Selon le CICR, les stocks de four­ni­tures médi­cales essen­tielles sont au plus bas à Gaza « du fait du manque de coopé­ration entre les auto­rités pales­ti­niennes à Ramallah et Gaza ». À la fin du mois de mai 2010, 110 des 470 médi­ca­ments jugés vitaux, comme ceux des­tinés aux chi­mio­thé­rapies ou aux trai­te­ments contre l’hémophilie, étaient épuisés. Plus de 110 des 700 articles jetables qui devraient être dis­po­nibles étaient aussi en rupture de stock.

« Le système de santé de Gaza n’a jamais été pire », a dit Eileen Daly, coor­don­na­trice du CICR chargée de la santé à Gaza. « La question de la santé a pris une tournure poli­tique : c’est prin­ci­pa­lement pour cette raison que le système est défaillant.
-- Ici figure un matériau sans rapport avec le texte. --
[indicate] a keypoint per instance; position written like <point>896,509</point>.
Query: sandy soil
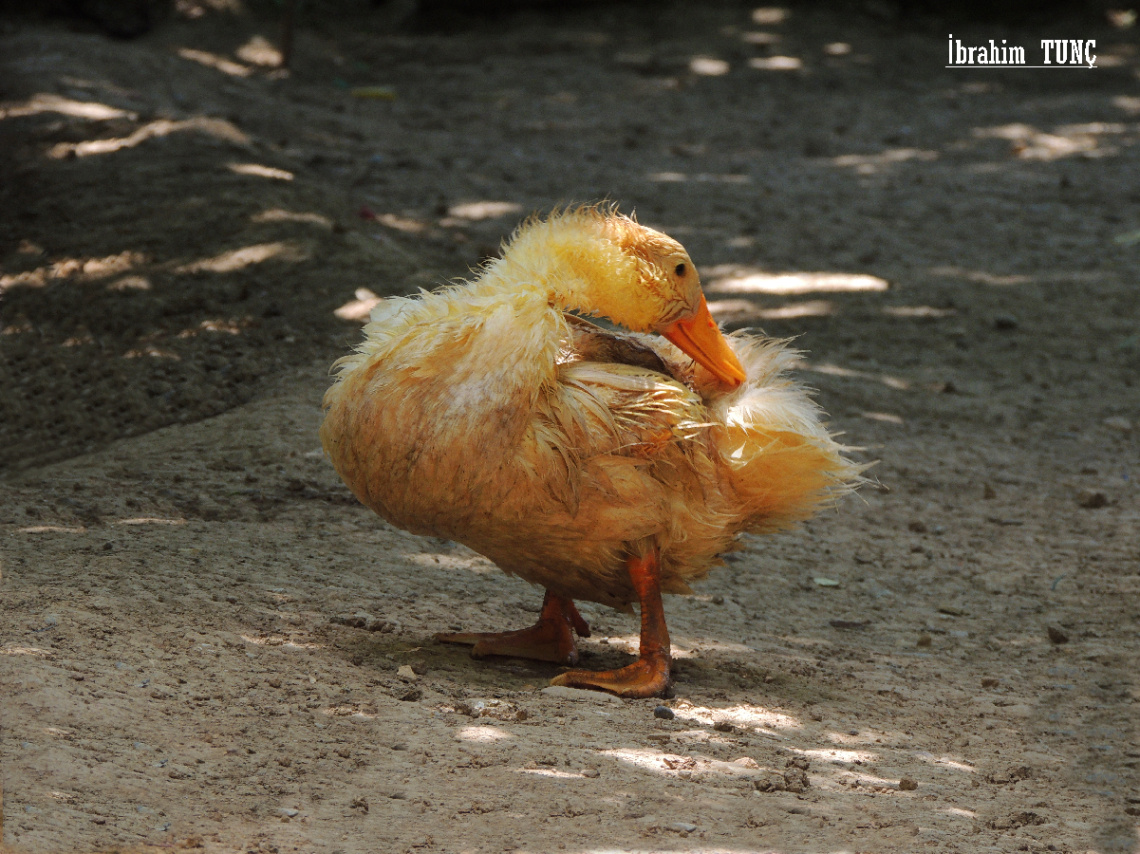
<point>205,643</point>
Si rien n’est entrepris, les choses ne peuvent qu’empirer. Des mil­liers de patients pour­raient être privés de trai­tement, et les pers­pec­tives à long terme sont de plus en plus préoccupantes ».

Cette situation a conduit M. Abu Asi et des mil­liers d’autres Gazaouis à se rendre en Égypte.

« La plupart de ces per­sonnes souffrent de maladies chro­niques dues aux condi­tions dif­fi­ciles dans les­quelles ils vivent à Gaza. Cer­tains ont une insuf­fi­sance rénale, d’autres ont des tumeurs can­cé­reuses, mais la majorité souffre de mal­for­ma­tions osseuses », a dit à IRIN Bahaa Abu Zeid, directeur de l’institut médical Nasser, avant d’ajouter que l’hôpital recevait 70 patients pales­ti­niens par jour.

« La triste réalité, c’est qu’une géné­ration com­plète de Gazaouis sera dépen­dante pour le reste de sa vie », a dit M. Abu Asi. « De jeunes gens ont perdu une jambe dans des attaques israé­liennes. Ils auront tou­jours besoin d’aide en vieillissant ».